Carbon nano materials and graphene in particular are envisioned to be the key materials for future electronics, photonics and related technological areas. Graphene is a two-dimensional material consisting of hexagonal aromatic carbon network. It is ultrathin having a thickness of minimally only one atomic layer and it has excellent electronic properties, including conductivity, making it a potential material to be used in flexible, transparent thin electronic devices.
The problem with pristine graphene is that it has no band gap and thus it is not suitable for electronics as such. What is needed is patterning of graphene with functionalities that allow opening of a band gap and tuning of it and other electrical properties. In this regard, several strategies are being developed. One possibility is to cut graphene into narrow ribbons which have band gap due to quantum confinement and edge effects. Another possibility is to use template growth of graphene nanoribbons. However, it is very difficult and expensive to control graphene ribbons to the required degree of precision.

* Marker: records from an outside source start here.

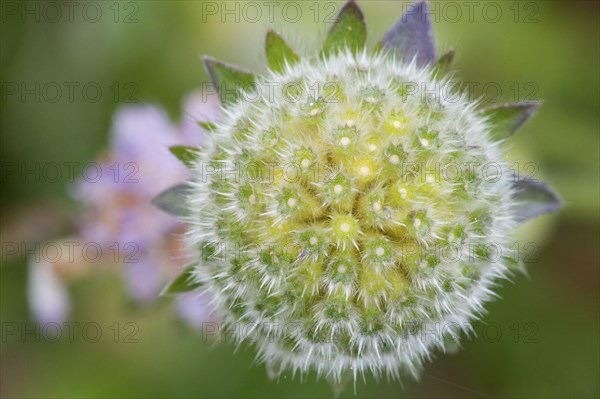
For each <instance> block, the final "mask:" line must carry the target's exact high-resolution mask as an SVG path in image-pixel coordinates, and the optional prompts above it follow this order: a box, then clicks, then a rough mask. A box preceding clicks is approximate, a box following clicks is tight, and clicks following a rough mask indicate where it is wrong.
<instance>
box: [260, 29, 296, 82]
mask: <svg viewBox="0 0 600 399" xmlns="http://www.w3.org/2000/svg"><path fill="white" fill-rule="evenodd" d="M265 48H266V52H267V62H268V63H269V68H271V69H272V70H273V71H275V72H282V71H283V69H284V67H285V63H286V61H287V63H288V64H290V65H293V64H295V63H297V62H298V61H300V56H298V54H296V53H295V52H294V50H292V49H291V48H290V47H289V46H288V45H287V43H286V42H285V40H283V38H282V37H281V36H279V35H278V34H277V32H275V31H273V30H269V31H268V32H267V40H266V43H265Z"/></svg>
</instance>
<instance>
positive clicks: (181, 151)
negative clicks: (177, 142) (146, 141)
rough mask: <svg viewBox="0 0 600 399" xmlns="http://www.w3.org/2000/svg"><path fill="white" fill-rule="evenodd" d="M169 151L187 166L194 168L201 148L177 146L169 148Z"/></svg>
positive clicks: (171, 153)
mask: <svg viewBox="0 0 600 399" xmlns="http://www.w3.org/2000/svg"><path fill="white" fill-rule="evenodd" d="M169 151H171V154H173V155H175V156H176V157H177V159H179V160H180V161H181V162H182V163H183V164H184V165H185V166H187V167H188V168H192V167H193V166H194V164H195V162H196V160H197V159H198V152H199V151H200V148H197V147H188V146H185V145H177V146H174V147H169Z"/></svg>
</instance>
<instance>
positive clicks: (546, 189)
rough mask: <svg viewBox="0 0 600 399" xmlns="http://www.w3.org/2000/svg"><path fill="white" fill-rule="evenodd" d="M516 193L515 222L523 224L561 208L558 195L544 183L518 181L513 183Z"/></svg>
mask: <svg viewBox="0 0 600 399" xmlns="http://www.w3.org/2000/svg"><path fill="white" fill-rule="evenodd" d="M513 187H514V188H515V190H516V192H515V195H514V199H515V200H516V202H517V205H516V206H515V220H516V221H517V222H525V221H527V220H529V219H533V218H535V217H538V216H540V215H544V214H546V213H550V212H554V211H556V210H558V209H559V208H560V206H561V201H560V198H559V197H558V195H557V194H556V193H555V192H554V190H552V188H550V186H548V185H547V184H545V183H542V182H539V181H535V180H520V178H519V177H517V181H516V182H514V183H513Z"/></svg>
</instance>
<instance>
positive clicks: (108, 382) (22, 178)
mask: <svg viewBox="0 0 600 399" xmlns="http://www.w3.org/2000/svg"><path fill="white" fill-rule="evenodd" d="M26 3H28V4H27V5H26ZM43 3H44V2H37V1H30V2H14V1H4V2H2V3H0V4H1V6H2V9H1V11H2V15H1V21H0V27H1V35H0V44H1V46H2V54H1V56H0V67H1V70H0V78H1V83H2V98H1V110H0V116H1V117H0V126H1V131H2V133H1V138H0V143H1V147H0V154H1V161H2V176H1V179H2V181H1V183H0V188H1V192H0V206H1V208H0V216H1V217H2V226H1V231H2V238H1V241H2V245H5V244H6V243H10V242H17V243H22V242H26V241H27V242H28V244H27V245H28V246H29V247H31V248H33V245H34V244H33V241H36V240H47V239H49V238H52V237H60V236H61V234H62V233H64V232H65V231H68V230H69V226H68V225H69V220H68V219H69V215H70V214H71V213H72V212H73V209H74V207H73V204H72V202H71V200H69V199H68V198H69V197H68V188H69V181H70V180H71V179H70V176H69V175H68V174H67V173H66V172H65V171H67V170H68V168H66V167H64V166H63V167H62V169H61V170H62V171H63V174H62V176H61V177H60V178H59V179H48V178H40V179H38V178H36V177H35V175H36V173H35V172H33V173H30V174H22V173H21V171H22V170H23V168H24V167H25V166H26V167H27V168H30V169H35V168H38V173H37V175H38V176H39V175H40V174H41V173H42V172H43V168H44V165H48V164H49V163H57V164H58V165H65V164H69V163H73V165H74V170H75V176H76V177H77V176H80V173H81V171H82V170H83V168H84V166H85V165H86V162H89V161H91V160H92V159H94V158H95V157H96V156H97V154H98V153H99V152H100V151H102V150H103V149H104V148H106V146H107V145H108V139H109V136H108V134H109V126H110V122H111V117H112V115H113V114H114V112H115V110H116V109H117V108H118V106H119V105H121V104H122V103H125V102H128V101H138V102H151V103H156V104H160V105H162V106H164V107H166V108H167V109H168V110H169V112H170V114H171V116H172V118H177V117H178V116H179V115H180V111H179V108H180V106H181V102H182V99H183V97H184V95H185V94H186V93H189V92H191V91H192V90H196V89H198V88H202V85H203V83H204V84H205V83H206V82H208V76H207V74H206V72H205V70H204V69H203V65H202V62H201V59H200V56H201V55H203V54H210V55H211V56H215V57H216V58H218V59H226V60H228V61H231V62H232V63H234V64H237V65H243V66H246V67H247V68H248V69H255V70H261V68H263V65H264V63H265V62H266V61H265V60H264V54H263V53H262V50H261V49H262V48H263V40H264V33H265V32H266V30H267V29H268V28H269V27H274V28H275V30H276V31H277V32H278V33H280V34H281V35H282V36H283V37H285V38H286V39H287V40H288V42H290V43H291V44H292V47H293V48H294V49H299V52H300V53H303V54H307V53H309V52H312V51H316V50H318V45H317V44H318V43H320V42H321V40H322V39H323V38H324V36H325V33H326V32H327V29H328V25H327V24H326V23H325V19H326V18H327V17H328V16H329V15H330V14H333V15H335V11H337V10H338V9H339V6H340V5H341V2H322V3H318V4H317V3H316V2H310V1H307V2H283V3H281V4H280V7H276V8H275V9H274V12H273V20H274V23H273V24H270V23H269V14H268V9H267V7H266V6H265V5H263V2H258V4H259V6H261V10H262V13H263V15H262V18H260V19H258V20H257V21H256V22H252V21H250V19H253V17H254V14H251V13H250V12H251V11H252V10H246V11H248V14H247V15H246V18H245V17H244V15H242V14H243V11H242V10H243V8H240V12H239V13H238V18H239V22H236V14H235V13H234V14H232V15H225V16H224V18H222V15H221V14H220V13H219V14H216V15H209V13H208V11H209V9H207V8H206V7H207V4H208V3H212V4H213V5H215V6H216V7H226V5H224V2H201V1H198V2H191V1H181V2H174V3H172V2H167V1H147V2H146V1H140V2H117V3H115V2H106V3H105V2H97V3H96V4H98V7H99V8H100V9H101V12H102V16H101V17H100V18H99V20H98V21H97V22H95V23H92V22H89V21H86V20H85V18H83V17H82V6H80V7H78V8H76V9H75V11H74V14H73V22H70V21H69V16H68V14H67V11H66V9H65V8H63V9H62V12H63V15H62V18H60V19H59V20H58V21H56V22H50V21H48V18H44V17H43V16H42V17H41V18H40V19H39V22H38V21H37V20H36V17H35V11H33V13H34V14H27V15H25V16H23V15H22V14H21V12H22V8H23V7H26V6H27V7H30V8H31V9H34V7H35V5H36V4H38V7H42V6H41V4H43ZM56 3H57V4H59V5H60V4H61V2H56ZM235 3H236V2H229V5H228V7H231V8H232V9H233V8H234V7H235V6H234V4H235ZM287 3H296V4H299V6H300V9H301V10H302V17H301V18H300V19H299V20H298V21H297V22H291V21H292V19H291V18H288V21H286V20H285V19H284V18H283V17H282V15H283V14H282V10H283V9H284V6H285V4H287ZM430 3H431V7H432V10H433V13H434V15H433V18H432V20H433V24H434V29H435V30H436V32H437V35H436V36H437V37H438V39H439V43H438V50H439V51H440V53H442V52H444V51H445V50H446V49H448V48H450V47H456V48H457V55H456V57H455V60H454V66H455V67H456V68H458V72H457V77H458V78H459V79H460V80H461V81H463V82H464V83H465V84H466V85H467V87H468V88H470V89H471V90H473V92H474V93H477V94H482V95H484V96H487V98H488V100H489V101H487V102H490V103H499V102H514V101H528V100H535V99H541V100H542V106H541V107H540V109H539V111H538V112H537V114H536V115H535V117H534V118H533V119H532V120H531V121H529V122H528V123H527V124H526V125H525V126H524V127H523V128H522V129H521V130H520V131H519V132H518V133H517V134H516V135H515V136H514V137H512V138H511V143H510V145H511V159H514V160H515V162H518V164H519V172H520V173H521V174H524V175H527V174H529V173H534V174H535V173H537V174H536V176H539V177H540V178H541V179H542V180H544V181H547V182H548V183H550V184H552V186H553V187H554V188H555V189H556V191H557V192H559V193H560V194H561V196H562V198H563V200H564V202H565V208H564V209H563V211H562V212H561V213H560V214H558V215H553V216H544V217H542V218H540V219H538V220H536V221H533V222H530V223H528V224H527V225H525V226H524V227H523V232H522V233H523V234H522V235H523V236H524V237H527V240H528V241H534V242H535V245H533V246H531V247H528V248H525V249H524V250H525V251H531V252H530V254H531V257H530V259H529V260H530V262H529V263H528V265H527V270H528V274H529V278H526V277H524V276H522V275H518V276H516V277H515V281H516V282H517V284H514V285H513V284H510V283H505V284H504V287H503V288H502V289H500V295H501V296H502V297H503V299H502V300H499V301H497V302H495V303H493V304H491V306H489V307H488V310H489V313H488V314H487V316H486V317H485V318H484V323H482V324H481V325H479V326H476V328H475V331H476V333H477V334H478V338H473V339H471V340H466V341H465V342H464V344H463V347H464V348H463V350H461V351H460V352H458V353H456V354H448V355H440V358H439V359H438V360H437V361H436V362H433V363H432V364H430V365H429V366H428V367H427V368H426V370H425V374H424V376H423V379H422V381H421V382H419V383H416V382H411V381H406V382H405V385H404V388H402V387H401V386H400V385H399V384H386V383H380V384H377V383H375V382H374V381H370V380H369V381H368V384H367V385H364V384H361V383H359V384H358V386H357V394H358V397H362V396H364V397H397V396H407V397H411V396H428V397H436V396H439V397H447V396H469V397H470V396H486V395H488V396H503V397H597V396H598V395H599V394H600V392H599V383H598V374H599V373H600V370H599V356H600V355H599V351H600V348H599V344H598V334H599V324H598V312H599V304H598V289H599V286H598V278H599V275H598V264H599V262H600V260H599V258H598V256H599V255H598V242H599V239H600V237H599V219H600V214H599V199H598V196H599V186H598V184H599V168H600V165H599V146H600V134H599V123H600V122H599V113H598V109H599V108H600V104H599V98H598V92H599V76H598V70H599V56H598V55H599V36H600V35H599V27H598V20H599V7H598V3H597V2H594V1H564V2H561V1H539V2H516V1H515V2H512V1H506V2H504V1H502V2H486V1H484V2H481V3H479V2H477V4H478V5H477V6H475V8H474V9H473V11H472V16H473V18H472V19H473V22H470V21H469V19H470V16H469V9H468V8H467V6H466V5H465V4H464V3H463V2H453V3H457V4H458V5H459V9H460V10H461V13H462V15H461V17H460V18H456V13H455V12H454V11H453V10H452V9H450V8H448V7H447V6H446V7H445V6H444V2H435V1H434V2H430ZM315 4H316V5H315ZM327 4H331V5H330V6H328V5H327ZM402 4H404V3H402V2H395V1H377V0H375V1H363V2H362V3H361V7H362V9H363V11H364V13H365V19H366V20H367V23H368V33H369V38H368V43H370V44H371V45H375V41H376V40H377V38H380V37H382V35H383V34H384V32H385V31H386V29H387V28H388V27H389V26H390V25H391V24H392V23H393V22H394V21H395V19H396V17H397V16H398V15H400V14H401V13H402V11H404V10H405V9H404V8H403V7H402ZM488 4H495V5H496V6H488ZM528 5H529V6H528ZM9 6H10V7H15V8H16V9H17V14H13V11H12V10H13V8H9ZM111 6H112V7H113V8H110V7H111ZM334 6H335V7H337V8H334ZM511 6H512V7H513V8H511ZM238 7H242V3H240V5H239V6H238ZM311 7H313V8H312V9H311ZM494 7H495V8H496V9H500V10H501V13H502V16H501V17H500V18H498V21H497V22H495V23H493V22H492V20H495V19H496V17H495V15H496V14H494ZM316 10H319V12H318V15H317V14H316ZM483 10H486V11H487V13H488V14H485V16H486V17H487V18H484V14H483V12H484V11H483ZM88 11H89V16H93V15H95V14H93V10H91V9H90V10H88ZM117 11H118V13H117ZM288 11H289V14H288V15H287V16H288V17H290V16H293V15H294V14H292V10H291V9H290V8H288ZM47 12H48V13H51V10H47ZM116 13H117V14H116ZM48 15H49V16H54V14H48ZM128 17H130V19H129V22H131V23H124V22H125V19H127V18H128ZM247 17H250V18H247ZM491 17H493V18H491ZM315 19H316V21H315ZM515 19H516V22H515ZM136 21H137V22H136ZM369 21H370V23H369ZM374 21H376V22H374ZM527 21H528V22H529V23H525V22H527ZM301 37H302V38H301ZM302 43H306V44H305V45H299V44H302ZM475 82H479V85H476V84H475ZM54 83H56V84H57V85H58V86H59V87H61V88H62V90H61V97H60V99H59V100H58V101H56V102H52V101H48V99H49V98H53V97H54V93H55V91H54V87H55V86H53V84H54ZM36 84H39V87H40V94H41V98H40V100H39V101H37V100H36V95H34V94H25V95H24V97H23V98H22V97H21V92H20V91H19V90H21V89H20V87H21V85H25V87H27V88H35V85H36ZM15 85H16V87H17V94H10V93H12V90H13V89H14V88H15ZM69 87H74V91H73V97H72V101H71V98H70V89H69ZM97 87H100V88H101V90H102V94H101V95H100V96H98V95H97V94H95V93H96V91H95V88H97ZM44 88H45V89H44ZM85 88H87V90H88V91H87V92H86V91H85V90H86V89H85ZM44 90H47V92H46V93H44ZM95 97H99V98H98V101H95V99H94V98H95ZM528 162H533V163H532V164H528ZM36 165H37V166H36ZM536 165H537V166H536ZM15 168H16V170H17V172H16V175H15V172H13V171H14V170H15ZM539 171H543V172H544V175H543V176H541V175H540V174H539ZM32 215H36V216H35V219H34V222H33V223H30V225H25V226H24V227H23V223H20V222H21V221H22V220H25V219H27V218H31V217H32ZM57 215H58V216H57ZM65 220H66V221H65ZM15 226H20V227H19V229H16V227H15ZM532 237H533V240H532ZM28 240H31V241H28ZM5 249H6V247H3V249H2V259H1V261H2V265H1V269H0V271H1V278H0V288H1V289H0V295H1V304H0V317H1V322H2V342H1V344H2V353H1V358H0V359H1V362H2V364H1V367H0V387H1V390H2V396H3V397H21V396H25V397H31V396H36V397H46V396H52V397H81V396H93V397H100V396H102V397H106V396H109V397H128V396H137V397H140V396H147V397H178V396H194V397H210V396H213V397H214V396H221V397H257V396H260V397H270V396H272V397H281V396H303V397H304V396H319V397H324V396H325V397H327V396H330V395H331V393H330V388H329V387H328V386H327V385H326V384H325V383H322V382H319V383H315V382H314V379H310V380H309V381H308V383H306V382H305V383H304V384H302V385H301V384H300V382H299V381H297V380H295V381H294V382H290V381H289V380H290V379H291V376H288V377H287V378H283V379H282V380H281V381H280V383H279V384H277V383H276V382H271V381H269V380H268V378H267V377H266V373H265V372H264V370H263V369H262V367H261V366H259V367H253V368H249V367H248V365H249V364H250V363H251V360H252V357H253V355H254V354H253V352H252V350H248V348H245V347H242V348H241V349H240V350H239V351H238V353H237V354H235V355H234V354H233V352H234V348H233V347H231V346H229V345H217V346H216V347H214V345H213V344H211V343H210V342H203V339H202V337H201V336H200V334H198V333H197V332H196V331H193V330H191V329H190V328H188V327H186V326H184V325H183V324H182V323H181V322H179V321H178V320H177V318H176V317H175V316H174V315H173V312H172V309H171V308H170V306H167V304H166V302H168V301H169V298H165V299H164V301H165V303H164V304H160V305H159V306H157V307H152V308H140V307H139V305H131V306H123V303H124V302H127V299H126V297H125V288H124V287H123V286H122V283H121V282H120V279H119V278H118V276H117V273H115V272H112V271H105V272H102V273H99V274H97V275H96V276H95V277H93V278H90V279H86V280H83V281H79V282H77V283H76V284H75V285H74V286H73V287H72V288H71V294H72V296H73V298H74V305H73V314H72V320H73V322H77V323H80V326H83V325H86V323H88V324H89V323H90V322H94V323H98V325H99V326H100V327H101V331H102V337H101V338H100V339H99V340H98V342H96V343H91V342H87V341H86V340H84V339H82V338H81V330H76V334H75V336H74V339H73V340H71V339H69V337H68V336H67V335H66V330H64V331H63V337H62V338H61V339H60V340H59V341H58V342H54V343H53V342H47V341H46V342H45V341H44V340H40V342H36V334H35V333H29V334H25V335H24V336H21V333H22V332H23V331H21V330H22V328H21V327H22V326H29V327H30V328H31V326H33V323H34V322H33V321H32V320H31V319H30V315H29V312H28V309H27V304H26V297H25V285H26V280H27V269H26V259H24V258H23V257H22V256H8V255H7V251H5ZM22 323H26V324H22ZM115 323H118V325H115ZM126 323H135V324H129V325H127V327H126V328H125V326H126ZM14 326H17V329H18V331H17V333H16V334H9V329H11V328H13V327H14ZM113 326H117V327H118V328H117V327H115V328H113V329H110V328H111V327H113ZM131 326H133V327H131ZM130 327H131V328H130ZM115 330H116V331H119V333H120V334H119V336H118V337H116V339H115ZM11 331H12V330H11ZM132 332H134V333H133V335H132V336H131V337H130V338H132V340H129V341H131V342H129V341H127V340H126V336H127V334H132ZM37 335H39V334H37ZM115 340H116V341H117V343H115V342H114V341H115ZM135 340H137V342H134V341H135ZM217 340H218V339H217ZM482 365H485V366H484V367H482ZM345 394H347V395H352V389H348V390H347V391H346V392H345Z"/></svg>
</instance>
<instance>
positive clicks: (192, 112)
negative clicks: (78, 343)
mask: <svg viewBox="0 0 600 399" xmlns="http://www.w3.org/2000/svg"><path fill="white" fill-rule="evenodd" d="M217 107H218V102H217V101H215V100H214V99H212V98H211V97H203V94H201V93H195V94H192V95H191V96H189V97H188V98H187V99H186V101H185V102H184V110H185V111H184V115H183V117H182V121H181V122H180V123H179V124H174V123H173V122H172V121H171V120H170V119H169V117H168V115H167V114H166V113H165V111H164V110H163V109H161V108H160V107H157V106H154V105H134V106H125V107H122V108H120V109H119V110H118V111H117V112H116V114H115V116H114V118H113V125H112V129H111V138H110V147H109V149H108V151H106V152H105V153H104V154H103V155H102V156H101V157H100V158H99V159H98V160H97V161H96V162H93V163H91V164H90V165H89V166H88V168H87V171H86V173H85V178H83V179H81V180H80V181H79V182H78V183H77V184H76V185H75V186H74V187H73V192H72V194H73V197H74V198H75V199H77V200H78V201H79V202H80V203H81V205H82V206H83V211H82V212H81V214H80V215H79V217H78V222H79V235H78V240H79V241H81V243H82V244H86V243H95V244H97V245H98V246H99V247H100V248H101V249H102V253H103V255H104V260H105V261H106V262H108V263H111V262H114V261H115V260H117V261H118V262H119V263H120V264H121V265H122V267H123V275H124V277H125V281H126V283H127V287H128V291H129V293H130V295H131V296H132V297H133V298H134V299H135V300H137V301H141V302H149V301H152V300H153V299H155V298H156V297H157V296H158V294H159V293H160V291H161V289H162V288H163V287H164V286H165V284H167V283H168V282H169V281H170V280H172V279H173V278H174V277H175V276H177V275H178V274H179V273H180V272H181V268H182V267H183V266H185V264H186V263H187V259H186V256H185V253H184V251H183V249H182V248H183V245H182V243H181V240H180V237H179V236H178V235H179V234H181V233H182V232H183V230H184V226H183V224H182V223H181V222H180V221H178V220H177V219H176V218H175V217H173V216H172V215H169V214H167V213H165V212H163V211H161V210H160V209H158V208H156V207H155V206H154V205H152V204H151V200H152V198H154V197H155V196H156V195H158V194H159V193H161V192H162V191H164V190H166V189H168V188H169V187H171V186H173V185H175V184H177V183H181V182H183V181H185V180H187V179H188V178H189V172H188V169H187V168H186V167H185V166H184V165H183V164H182V163H181V162H180V161H179V160H178V159H177V158H176V157H175V156H174V155H173V154H171V152H170V151H169V147H171V146H175V145H194V146H198V145H201V143H202V139H203V137H202V136H203V134H204V131H203V129H202V128H201V127H200V126H199V125H198V121H203V120H208V119H210V118H211V117H212V118H214V116H215V115H216V112H217ZM115 258H116V259H115ZM78 261H79V262H82V263H85V261H84V260H83V261H82V260H81V259H79V260H78ZM57 266H58V265H44V264H33V263H32V265H31V267H30V270H31V277H30V285H29V291H30V294H29V298H30V305H31V308H32V311H33V313H34V316H35V317H36V319H38V320H40V321H57V320H60V319H63V320H64V319H65V317H66V315H67V314H68V311H69V301H68V295H67V292H66V289H65V287H64V286H65V284H64V281H61V277H60V276H59V275H58V274H57V273H56V270H57V269H58V267H57ZM86 266H90V265H86ZM92 266H93V265H92ZM82 267H83V265H82ZM44 298H45V299H44ZM48 298H50V300H49V299H48ZM175 306H176V307H177V309H178V312H179V313H180V315H181V317H182V318H183V319H185V320H186V321H188V322H189V323H190V324H191V325H198V323H201V322H202V321H203V320H204V319H205V318H207V319H211V316H210V311H209V310H208V306H207V298H206V297H205V296H202V297H198V295H197V294H192V295H187V296H183V297H181V298H177V299H176V302H175ZM211 320H214V319H211Z"/></svg>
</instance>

Laser ablation has been used for making narrow nanoribbons and for patterning graphene and for pattern transfer. In these methods, pulsed lasers were used for cutting graphene via ablation or burning. The processes could be locally controlled by focusing the laser beam to a small diameter. Patterns could be made by moving the sample under laser illumination. The key common factor in these methods is that in all of them laser is used to remove material from graphene sheet. Thus, these methods cannot be used for controlling electrical properties of patterned areas.
In this field, the publication US2009/0311489 discloses a patterning method for a carbon nanotube (CNT) layer. The method is based on focusing a laser beam on the layer and moving the sample relative to the laser beam. The effect of the laser beam is to remove CNT material by ablation or burning, thus this method can only remove material but not change its electrical properties. Thus, carbon nanomaterial with areas of different electrical properties cannot be obtained.
Another strategy involves patterning of graphene oxide (GO). GO is a form of graphene which contains chemical groups with oxygen, typically C═P, O—H and O—O—C groups. GO is made from graphite. GO is insulator and it has to be reduced to reduced GO (RGO) in order to make it conductive to some extent. However, RGO is not the same material as pristine graphene and it does not have as good electrical properties as pristine graphene. Thus, these methods suffice from obtaining carbon nanomaterial with extremely good conductivity and low band gap. Thus, RGO does not have the excellent electrical properties of pristine graphene, e.g. because of the oxidation-reduction process of graphite. Still further, if the oxidation or reduction is made using wet chemistry, the graphite for GO may become contaminated, which further worsens the electrical properties of RGO.
In addition, some of these methods require using equipment with reasonable high investment costs. Still further, the spatial accuracy of some methods is not satisfactory for future electronics requiring a line width in the 500 nm region and below.